The aforementioned results led us to examine whether serum or growth factor could decrease the stability of endogenous Akt. Interestingly, we found that Akt protein levels were slightly decreased in serum-starved cells and substantially decreased in serum-stimulated cells, suggesting that phosphorylated Akt is more efficiently degraded than unphosphorylated Akt (Supplementary information, Figure S3). Additionally, we found that serum-induced Akt degradation was inhibited by MULAN depletion (Figure 3E) and that siRNA-induced MULAN depletion increased the protein levels of Akt and pAkt (Figure 6F). Furthermore, geldanamycin induced Akt degradation in both control and MULAN-depleted cells, suggesting that MULAN-induced Akt degradation was independent of Hsp90 inhibitor-induced Akt degradation (Supplementary information, Figure S4). Collectively, these results suggest that MULAN preferentially targets pAkt for ubiquitination.

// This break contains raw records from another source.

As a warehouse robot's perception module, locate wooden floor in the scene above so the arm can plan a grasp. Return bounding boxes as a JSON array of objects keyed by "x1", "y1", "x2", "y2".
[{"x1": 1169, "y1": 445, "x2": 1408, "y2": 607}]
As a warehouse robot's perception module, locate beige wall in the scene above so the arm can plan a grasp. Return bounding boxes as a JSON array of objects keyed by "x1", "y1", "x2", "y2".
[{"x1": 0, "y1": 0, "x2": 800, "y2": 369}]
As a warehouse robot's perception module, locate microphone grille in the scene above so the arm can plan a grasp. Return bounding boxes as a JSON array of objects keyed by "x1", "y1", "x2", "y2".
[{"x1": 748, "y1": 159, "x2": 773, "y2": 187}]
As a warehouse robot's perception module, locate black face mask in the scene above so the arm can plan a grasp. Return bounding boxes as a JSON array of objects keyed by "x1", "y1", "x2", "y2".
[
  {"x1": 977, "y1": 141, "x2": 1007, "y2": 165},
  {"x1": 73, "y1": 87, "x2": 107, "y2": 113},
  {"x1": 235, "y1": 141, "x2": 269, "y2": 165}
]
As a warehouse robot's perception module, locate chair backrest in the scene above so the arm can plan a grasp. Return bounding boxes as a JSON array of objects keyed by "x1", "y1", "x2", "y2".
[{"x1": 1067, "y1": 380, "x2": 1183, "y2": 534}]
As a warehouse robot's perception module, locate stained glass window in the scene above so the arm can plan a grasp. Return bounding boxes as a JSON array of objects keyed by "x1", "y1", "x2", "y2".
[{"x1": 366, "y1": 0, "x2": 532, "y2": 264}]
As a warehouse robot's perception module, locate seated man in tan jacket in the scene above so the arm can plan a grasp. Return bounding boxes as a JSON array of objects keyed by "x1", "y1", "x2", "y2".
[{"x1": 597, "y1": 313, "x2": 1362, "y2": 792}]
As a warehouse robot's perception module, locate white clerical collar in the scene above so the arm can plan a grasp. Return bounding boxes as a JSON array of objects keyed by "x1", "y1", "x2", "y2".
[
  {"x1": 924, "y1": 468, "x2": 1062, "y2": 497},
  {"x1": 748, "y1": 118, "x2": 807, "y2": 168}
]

Akt activation is induced by interdomain conformational change-mediated phosphorylation 32, 33. We next examined the intracellular regulation of constitutively active Akt by MULAN in co-immunoprecipitation assays. Myristoylation signal-attached Akt (Akt-myr) is a constitutively active form of Akt 34. Co-immunoprecipitation experiments revealed that MULAN interacts with ectopically expressed, functionally active Akt (Myc/His-Akt-WT and Myc/His-Akt-myr), but not dominant-negative Akt (Myc/His-Akt-DN), in HEK293 cells (Figure 4A). We confirmed that the ubiquitination of Akt is dependent on Akt activation in transfected HEK293 cells using in vivo ubiquitination experiments (Figure 4B). Similarly, LY294002 completely inhibited Akt phosphorylation and largely blocked MULAN-mediated Akt degradation (Figure 4C, lanes 4-6). Another PI3K/Akt inhibitor, wortmannin 35, also blocked MULAN-mediated Akt degradation (Supplementary information, Figure S5). These results suggest that MULAN preferentially binds to pAkt and promotes its degradation, consistent with our results that MULAN negatively regulates active pAkt.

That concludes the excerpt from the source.